There's a new pairs of tools for JSON: `json_in` checks the Content-Type of the request and reads the body, decoding it and placing it into `request.json`; `json_out` sets the Content-Type response header and encodes the page handler output to JSON.

Sessions

The session cleanup thread can be completely disabled now by setting `tools.sessions.clean_freq` to 0 or None. This is required for Google App Engine, which does not allow the creation of new threads.

Until now, all session cookies expired according to `tools.sessions.timeout`. Starting in 3.2, if `tools.sessions.persistent` is `False`, the cookies will expire when the user closes their browser. See #870.

There's a new `tools.sessions.pickle_procotol` attribute, and the default has been changed to `pickle.HIGHEST_PROTOCOL`.

Caching

The caching tool now stores separate responses based on varying request header values (as required by the HTTP spec).

It also does antistampeding by default; that is, when one thread begins to calculate a cached response, other competing requests will wait for it to finish and then return its result.

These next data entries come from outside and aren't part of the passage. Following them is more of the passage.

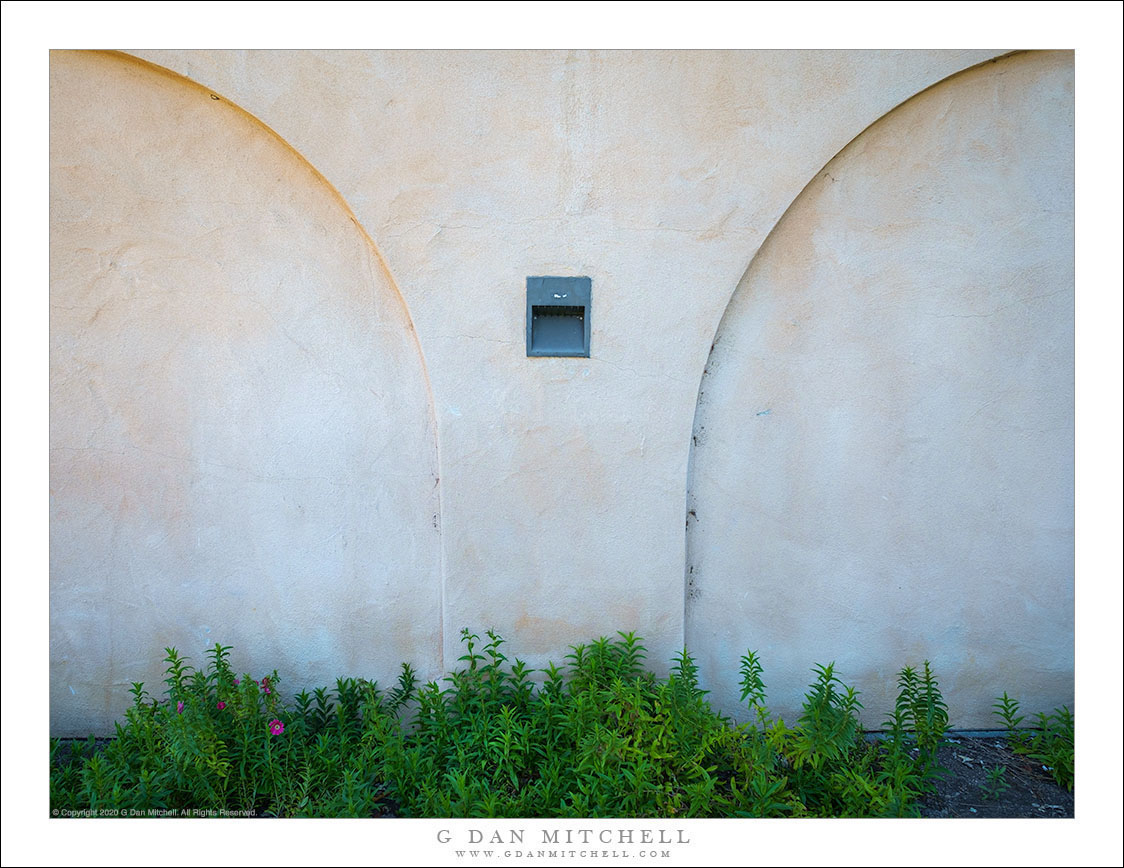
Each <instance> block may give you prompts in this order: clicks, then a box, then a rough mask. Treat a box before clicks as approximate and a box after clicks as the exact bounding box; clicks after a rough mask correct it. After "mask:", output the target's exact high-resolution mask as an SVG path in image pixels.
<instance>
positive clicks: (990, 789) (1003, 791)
mask: <svg viewBox="0 0 1124 868" xmlns="http://www.w3.org/2000/svg"><path fill="white" fill-rule="evenodd" d="M1006 775H1007V767H1006V766H992V767H991V768H989V769H988V770H987V780H985V781H984V784H981V785H980V795H981V796H982V797H984V799H985V801H986V799H989V798H998V797H999V796H1001V795H1003V794H1004V793H1006V792H1007V790H1008V789H1010V784H1008V783H1007V777H1006Z"/></svg>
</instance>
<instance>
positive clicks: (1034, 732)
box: [991, 690, 1073, 792]
mask: <svg viewBox="0 0 1124 868" xmlns="http://www.w3.org/2000/svg"><path fill="white" fill-rule="evenodd" d="M991 707H992V708H995V712H994V714H996V715H998V716H999V718H1000V720H1003V722H1004V725H1005V726H1006V729H1007V732H1008V744H1009V745H1010V749H1012V750H1013V751H1015V753H1019V754H1023V756H1025V757H1030V758H1031V759H1033V760H1035V761H1036V762H1040V763H1041V765H1042V767H1043V769H1044V770H1045V771H1048V772H1050V776H1051V777H1052V778H1053V779H1054V780H1055V781H1057V783H1058V784H1059V786H1063V787H1066V788H1067V789H1069V790H1070V792H1072V790H1073V713H1072V712H1071V711H1070V709H1069V708H1068V707H1067V706H1064V705H1063V706H1062V707H1061V708H1054V709H1053V713H1052V714H1044V713H1042V712H1040V713H1039V714H1036V715H1035V720H1036V721H1037V726H1036V727H1034V729H1030V730H1026V729H1019V726H1018V725H1019V724H1021V723H1022V722H1023V721H1024V720H1026V718H1025V716H1024V715H1022V714H1019V713H1018V712H1019V705H1018V700H1017V699H1013V698H1010V697H1009V696H1007V693H1006V690H1005V691H1004V694H1003V696H1000V697H999V698H998V699H996V700H995V703H992V705H991Z"/></svg>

Finally, there's more (as in "some") support for Cache-Control (and Pragma) request header values `max-age` and `no-cache`, and response header values `no-cache` and `no-store`.

autovary

`tools.autovary` keeps track of which request headers your application accesses, and auto-populates the Vary response header.

auth

Thanks to visteya, the existing `basic_auth` and `digest_auth` tools have been supplemented with `tools.auth_basic` and `tools.auth_digest`. See #913 and #914 for all the reasons why you should switch.

trailing_slash

The `trailing_slash` tool has a new `status` argument, to allow XmlHttpRequest's to receive 307 redirects. Defaults to 301.

gzip

The gzip tool now allows for simple pattern matching such as `text/*` or `application/*+xml` in its `mime_types` parameter.